Por fim, teístas como Alvin Plantinga (2011), Michael Bergmann (2009) e Mark Murphy (2011)
fazem o apelo à ignorância. É aqui que os humanos percebem ignorantemente passagens morais
aparentemente problemáticas nas escrituras, mas tais passagens não são realmente
problemáticas.

Deus trabalha de maneiras misteriosas e os seres humanos ignoram seu "quadro geral", seus
propósitos e objetivos educacionais finais. Não se pode conhecer o plano ou propósito final de
Deus de forma semelhante a como uma criança pequena não consegue entender totalmente as
intenções dos pais, mas deve-se ter certeza de que o plano final é tal que, de alguma forma, não
existe nenhuma contradição lógica.
Observe que o apelo à ignorância para o argumento epistemológico moral não diretamente
demonstra que não há contradição, como todas as objeções teístas anteriormente consideradas
neste artigo tentam fazer, mas ao invés disso, funciona de uma maneira mais indireta.

No caso em questão, o teísta não pode declarar explicitamente por que não é o caso de haver
uma contradição. Em vez disso, Deus trabalha de maneiras misteriosas, e o plano de Deus foi
estabelecido de tal forma que não é o caso de haver uma contradição, embora não saibamos
por quê.

No entanto, o fato de Deus trabalhar de maneiras misteriosas não significa necessariamente que
não exista contradição. Pois, ao fazer tal movimento, o teísta não leva em conta que poderia
igualmente ser o caso de que, embora o suposto Deus trabalhe de maneiras misteriosas, a
aparente contradição ainda persiste.

Não decorre imediatamente do apelo à ignorância que a contradição foi eliminada.
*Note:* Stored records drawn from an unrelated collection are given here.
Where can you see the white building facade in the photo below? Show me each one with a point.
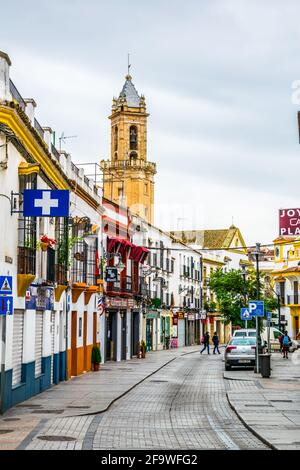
(54, 324)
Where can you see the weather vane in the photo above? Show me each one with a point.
(128, 64)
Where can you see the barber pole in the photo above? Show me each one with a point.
(100, 305)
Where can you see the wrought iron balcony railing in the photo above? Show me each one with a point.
(293, 300)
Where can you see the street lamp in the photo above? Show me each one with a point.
(257, 253)
(244, 274)
(277, 293)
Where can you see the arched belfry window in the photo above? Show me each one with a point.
(133, 138)
(133, 156)
(116, 138)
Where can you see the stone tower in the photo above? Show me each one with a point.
(128, 176)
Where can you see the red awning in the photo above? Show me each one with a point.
(136, 253)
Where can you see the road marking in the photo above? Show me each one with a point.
(223, 436)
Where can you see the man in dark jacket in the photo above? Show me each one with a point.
(206, 343)
(216, 341)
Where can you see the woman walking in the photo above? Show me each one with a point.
(285, 345)
(206, 343)
(216, 341)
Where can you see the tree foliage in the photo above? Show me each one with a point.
(234, 292)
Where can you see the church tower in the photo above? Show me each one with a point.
(128, 176)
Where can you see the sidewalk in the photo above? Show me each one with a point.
(89, 393)
(269, 407)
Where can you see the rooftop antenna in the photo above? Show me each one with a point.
(63, 138)
(128, 64)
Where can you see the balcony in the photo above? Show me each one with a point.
(293, 300)
(26, 260)
(124, 285)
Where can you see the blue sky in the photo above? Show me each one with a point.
(217, 77)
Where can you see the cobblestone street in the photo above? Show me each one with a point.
(182, 406)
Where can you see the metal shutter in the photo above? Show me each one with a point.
(39, 320)
(52, 342)
(181, 333)
(17, 353)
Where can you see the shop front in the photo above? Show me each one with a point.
(151, 319)
(181, 329)
(121, 325)
(191, 329)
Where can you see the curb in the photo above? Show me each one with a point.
(255, 433)
(95, 413)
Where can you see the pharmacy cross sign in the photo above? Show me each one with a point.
(46, 203)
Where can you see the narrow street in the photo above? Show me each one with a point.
(183, 406)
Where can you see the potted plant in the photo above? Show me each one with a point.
(96, 358)
(45, 241)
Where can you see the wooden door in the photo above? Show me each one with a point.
(84, 341)
(94, 328)
(74, 344)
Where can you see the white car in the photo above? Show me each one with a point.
(249, 332)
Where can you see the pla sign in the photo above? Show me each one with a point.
(289, 222)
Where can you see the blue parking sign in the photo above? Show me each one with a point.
(256, 308)
(6, 305)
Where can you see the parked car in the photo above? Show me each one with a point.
(244, 332)
(240, 351)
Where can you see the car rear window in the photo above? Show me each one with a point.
(243, 342)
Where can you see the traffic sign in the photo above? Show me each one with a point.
(6, 305)
(6, 285)
(46, 203)
(245, 314)
(256, 308)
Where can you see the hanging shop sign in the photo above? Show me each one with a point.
(46, 203)
(118, 302)
(289, 222)
(39, 298)
(111, 274)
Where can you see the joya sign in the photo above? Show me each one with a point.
(289, 221)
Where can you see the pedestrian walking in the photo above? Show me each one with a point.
(285, 345)
(280, 342)
(206, 343)
(216, 341)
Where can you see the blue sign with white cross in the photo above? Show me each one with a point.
(256, 308)
(6, 305)
(46, 203)
(245, 314)
(6, 285)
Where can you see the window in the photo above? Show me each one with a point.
(116, 138)
(133, 156)
(133, 138)
(26, 230)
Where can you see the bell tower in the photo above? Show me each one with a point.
(128, 176)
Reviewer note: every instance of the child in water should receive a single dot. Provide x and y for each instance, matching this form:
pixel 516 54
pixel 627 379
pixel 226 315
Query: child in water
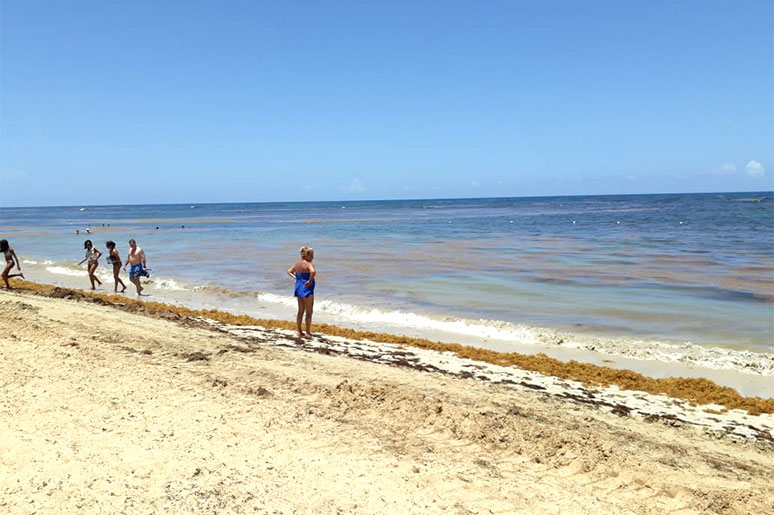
pixel 303 273
pixel 115 259
pixel 10 257
pixel 92 256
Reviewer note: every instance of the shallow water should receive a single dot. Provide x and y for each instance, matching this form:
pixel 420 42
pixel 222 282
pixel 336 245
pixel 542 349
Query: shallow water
pixel 696 268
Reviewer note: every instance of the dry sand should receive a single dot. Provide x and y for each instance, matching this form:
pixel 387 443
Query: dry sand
pixel 107 411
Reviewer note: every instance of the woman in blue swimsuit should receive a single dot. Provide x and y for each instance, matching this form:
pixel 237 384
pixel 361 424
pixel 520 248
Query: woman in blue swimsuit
pixel 303 273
A


propriedade de "trabalhar de maneiras misteriosas" não leva, por si só, necessariamente, ao
fato de que a suposta contradição deve então ser erradicada.
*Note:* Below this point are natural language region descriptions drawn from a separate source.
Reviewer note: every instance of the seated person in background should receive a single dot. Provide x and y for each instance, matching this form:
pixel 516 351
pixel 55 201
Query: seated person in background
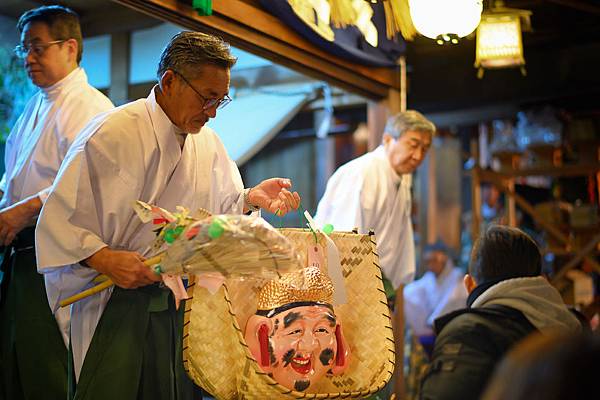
pixel 439 291
pixel 508 300
pixel 554 367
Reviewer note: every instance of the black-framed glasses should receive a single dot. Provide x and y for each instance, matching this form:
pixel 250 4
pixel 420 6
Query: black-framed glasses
pixel 208 103
pixel 38 49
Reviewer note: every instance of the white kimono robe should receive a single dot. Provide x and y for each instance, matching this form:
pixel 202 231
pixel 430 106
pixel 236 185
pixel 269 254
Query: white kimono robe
pixel 128 154
pixel 44 132
pixel 366 193
pixel 40 139
pixel 431 297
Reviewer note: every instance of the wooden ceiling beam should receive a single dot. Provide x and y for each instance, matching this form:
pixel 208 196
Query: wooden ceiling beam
pixel 254 30
pixel 578 5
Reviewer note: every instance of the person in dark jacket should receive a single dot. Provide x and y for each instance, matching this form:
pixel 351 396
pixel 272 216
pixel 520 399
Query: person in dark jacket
pixel 508 300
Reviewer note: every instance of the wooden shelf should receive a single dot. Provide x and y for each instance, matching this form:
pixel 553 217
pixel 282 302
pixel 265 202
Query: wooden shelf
pixel 565 170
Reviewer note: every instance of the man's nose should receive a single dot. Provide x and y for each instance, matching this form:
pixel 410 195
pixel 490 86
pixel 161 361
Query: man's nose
pixel 211 112
pixel 307 341
pixel 419 153
pixel 29 57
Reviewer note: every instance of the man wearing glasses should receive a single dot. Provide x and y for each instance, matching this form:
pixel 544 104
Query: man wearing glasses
pixel 126 341
pixel 33 352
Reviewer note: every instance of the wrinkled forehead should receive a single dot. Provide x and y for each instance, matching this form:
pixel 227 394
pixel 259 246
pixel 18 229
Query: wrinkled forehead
pixel 423 137
pixel 36 31
pixel 308 313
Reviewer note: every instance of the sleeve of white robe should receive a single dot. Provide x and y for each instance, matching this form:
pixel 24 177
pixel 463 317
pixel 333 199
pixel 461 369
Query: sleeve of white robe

Em vez disso, neste primeiro estágio inicial de avaliação do apelo à ignorância e à propriedade
'trabalhando de maneiras misteriosas', é igualmente racional concluir que ainda pode haver uma
suposta contradição ou não e, portanto, justifica-se um agnosticismo quanto à eficácia do apelo
à ignorância.

É igualmente racional que Deus trabalhe de maneiras misteriosas sempre para o bem ou talvez,
por outro lado, às vezes para o mal.

Se o teísta então afirma que a suposta contradição deve ser erradicada se Deus trabalhar de
maneiras misteriosas porque o suposto Deus é onibenevolente, então isso mais uma vez é uma
petição de princípio.

Por outro lado, permanece o fato de que, dadas todas as evidências textuais religiosas concretas
discutidas acima, há um nível bastante considerável e significativo de justificação de que a
suposta existência de um Deus onibenevolente às vezes leva a uma aparente contradição
conforme declarado no argumento epistemológico moral.
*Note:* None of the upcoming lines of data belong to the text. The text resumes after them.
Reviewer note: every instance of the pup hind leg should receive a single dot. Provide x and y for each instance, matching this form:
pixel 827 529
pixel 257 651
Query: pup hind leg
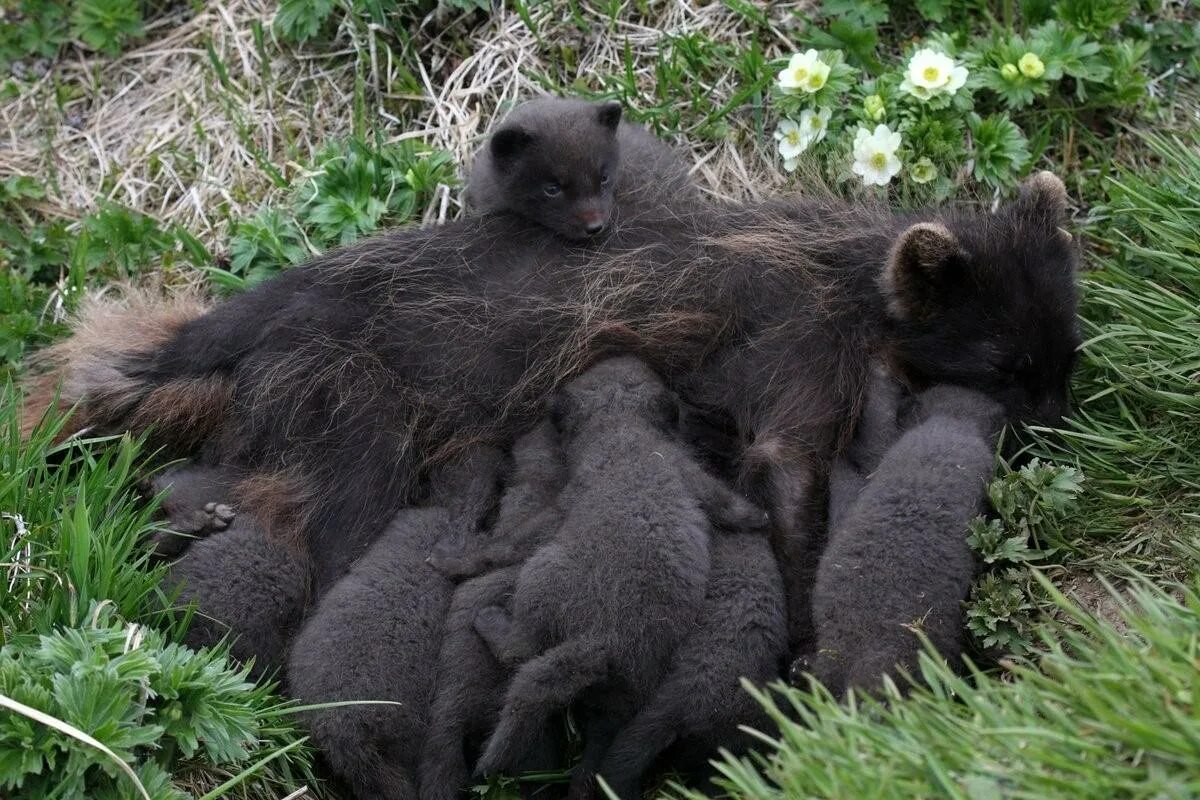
pixel 637 745
pixel 509 642
pixel 540 687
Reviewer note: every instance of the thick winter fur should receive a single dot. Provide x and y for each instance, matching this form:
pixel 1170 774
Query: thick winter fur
pixel 898 561
pixel 87 370
pixel 360 368
pixel 196 501
pixel 247 588
pixel 879 427
pixel 528 513
pixel 601 607
pixel 471 684
pixel 570 166
pixel 376 636
pixel 696 710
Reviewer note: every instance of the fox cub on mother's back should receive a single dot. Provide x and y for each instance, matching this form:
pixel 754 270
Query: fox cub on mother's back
pixel 573 166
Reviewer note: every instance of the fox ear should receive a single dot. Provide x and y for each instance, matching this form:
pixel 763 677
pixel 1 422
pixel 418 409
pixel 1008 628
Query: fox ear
pixel 509 143
pixel 609 114
pixel 917 266
pixel 1048 196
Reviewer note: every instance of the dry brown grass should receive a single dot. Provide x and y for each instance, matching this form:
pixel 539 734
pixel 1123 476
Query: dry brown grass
pixel 159 130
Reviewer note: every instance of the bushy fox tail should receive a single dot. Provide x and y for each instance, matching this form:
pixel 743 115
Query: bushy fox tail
pixel 95 371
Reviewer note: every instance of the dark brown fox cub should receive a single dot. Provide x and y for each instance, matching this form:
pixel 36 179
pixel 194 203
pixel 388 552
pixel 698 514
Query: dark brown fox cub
pixel 376 636
pixel 898 560
pixel 571 166
pixel 364 368
pixel 599 609
pixel 196 501
pixel 471 679
pixel 700 705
Há evidências significativas de que, se Deus existe, às vezes Deus supostamente emite decretos
imorais. Devido a esse bando de evidências tangíveis diretas, isso coloca um pesado e
substancial ônus da prova sobre o teísta que apela à ignorância para mostrar de uma forma não
implorável que, embora Deus trabalhe de maneiras misteriosas, o suposto Deus e sua existência
em todas as passagens problemáticas mais elimina do que sustenta a suposta contradição.

Embora este ônus da prova possa ser suficiente para responder ao apelo à ignorância, o que é
ainda mais forte é que esse ônus que o teísta carrega nunca pode ser atendido pelo apelo à
ignorância precisamente porque Deus trabalha de maneiras misteriosas, e ninguém pode saber
ou compreender seus planos; uma compreensão necessária para enfrentar o fardo.
CONCLUSÃO

Recentemente, articulei um argumento a favor do ateísmo denominado 'O Argumento


Epistemológico Moral'. Apresentei a base teórica de como é uma contenção de contradição
lógica e como ela difere de outros argumentos de contradição lógica, como o problema do mal
e o problema do inferno.

Apoiei-o com passagens religiosas éticas problemáticas e defendi esse argumento de potenciais
objeções de filósofos e estudiosos religiosos. Algumas das tentativas, particularmente de
estudiosos religiosos, não foram abordadas de maneira geral pelos filósofos, e algumas delas
podem nem mesmo ser conhecidas em muitos círculos filosóficos.

Além disso, às vezes eu forneci novas refutações das várias maneiras pelas quais os teístas
podem tentar objetar ao argumento epistemológico moral. Em suma, dado o argumento
epistemológico moral, concluo que Deus não existe.